Liverpool (Pa.) Mercury.

The Unionist 1833-08-08

Unionist content

Transcription

Connecticut BLACK Laws. —We mentioned, a short time since, that the Legislature of Connecticut had passed a law forbidding under heavy penalties, every individual in that state from teaching colored people from other States to read and write! We took no farther notice of it at the time, supposing it to be intended as a sort of quiz upon the Yankees, or perhaps a paragraph thrown in by some mischievous printer’s imp, to fill out a newspaper column. But now seems there was ‘no mistake’ in the matter. A young lady by the name of Crandall, of Canterbury, in that state, is now suffering the penalty of that law in a prison! Yes, the State of Connecticut, with all its boasted philanthropy and christianity—a State which annually sends tens of thousands of dollars to instruct the heathen on the opposite side of the globe, in the arts, sciences and DOGMAS of civilization, will not allow the free citizens of our own country to be taught to read and write  within the limits of their state!

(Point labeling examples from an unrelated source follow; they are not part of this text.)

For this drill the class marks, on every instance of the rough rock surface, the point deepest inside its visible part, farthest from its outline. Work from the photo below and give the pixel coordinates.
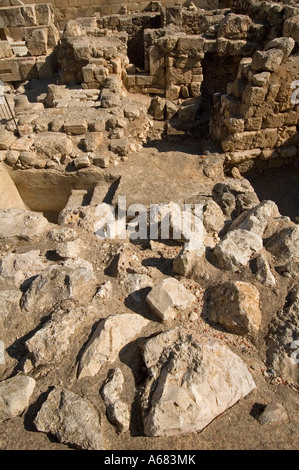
(110, 336)
(236, 249)
(168, 298)
(20, 224)
(283, 339)
(71, 419)
(117, 411)
(193, 379)
(236, 307)
(15, 394)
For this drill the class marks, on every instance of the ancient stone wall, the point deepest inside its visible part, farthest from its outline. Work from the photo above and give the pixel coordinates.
(66, 10)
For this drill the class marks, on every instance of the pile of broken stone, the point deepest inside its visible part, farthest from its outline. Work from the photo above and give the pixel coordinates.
(75, 308)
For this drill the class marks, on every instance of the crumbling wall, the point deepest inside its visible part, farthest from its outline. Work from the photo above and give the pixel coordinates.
(257, 119)
(29, 37)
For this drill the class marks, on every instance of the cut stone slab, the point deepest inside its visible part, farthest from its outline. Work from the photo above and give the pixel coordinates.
(168, 298)
(15, 394)
(110, 336)
(22, 224)
(192, 380)
(273, 413)
(236, 307)
(71, 419)
(236, 249)
(117, 411)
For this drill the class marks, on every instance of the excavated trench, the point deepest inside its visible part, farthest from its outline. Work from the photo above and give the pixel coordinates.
(48, 192)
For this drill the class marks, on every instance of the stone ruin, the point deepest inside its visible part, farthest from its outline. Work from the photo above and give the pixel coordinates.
(106, 343)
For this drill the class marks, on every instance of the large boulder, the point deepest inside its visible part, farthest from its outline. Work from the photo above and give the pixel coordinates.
(192, 380)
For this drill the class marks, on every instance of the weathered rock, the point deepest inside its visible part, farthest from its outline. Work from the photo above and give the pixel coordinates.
(117, 411)
(57, 283)
(53, 144)
(82, 161)
(157, 108)
(235, 306)
(15, 394)
(283, 339)
(93, 140)
(213, 218)
(71, 419)
(51, 343)
(125, 261)
(285, 243)
(234, 26)
(69, 249)
(192, 380)
(55, 93)
(234, 196)
(21, 224)
(286, 45)
(6, 138)
(273, 413)
(187, 260)
(104, 291)
(134, 283)
(256, 219)
(75, 125)
(236, 249)
(9, 306)
(19, 267)
(267, 61)
(168, 298)
(264, 274)
(110, 336)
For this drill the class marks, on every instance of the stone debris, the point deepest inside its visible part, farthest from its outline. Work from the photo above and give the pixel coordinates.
(159, 106)
(117, 411)
(17, 268)
(169, 298)
(51, 343)
(71, 419)
(110, 336)
(236, 249)
(236, 307)
(22, 225)
(57, 283)
(192, 379)
(15, 394)
(283, 339)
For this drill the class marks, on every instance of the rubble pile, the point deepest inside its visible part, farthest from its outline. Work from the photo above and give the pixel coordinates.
(112, 337)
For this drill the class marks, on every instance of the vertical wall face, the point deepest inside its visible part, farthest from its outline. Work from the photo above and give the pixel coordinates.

How long is it, we would ask, since the entire population of the “universal Yankee nation,’ appeared ready to take up arms, break open the prison doors of the Georgia penitentiary, release the missionaries, Worcester and Butler, and nullify the law for a willful violation of which they had been imprisoned: a law, by the way, far less anti-republican and unconstitutional than this Connecticut law, under which a worthy female has been imprisoned. Admirable consistency! Pure Christianity! More on this subject, anon.— Liverpool (Pa.) Mercury.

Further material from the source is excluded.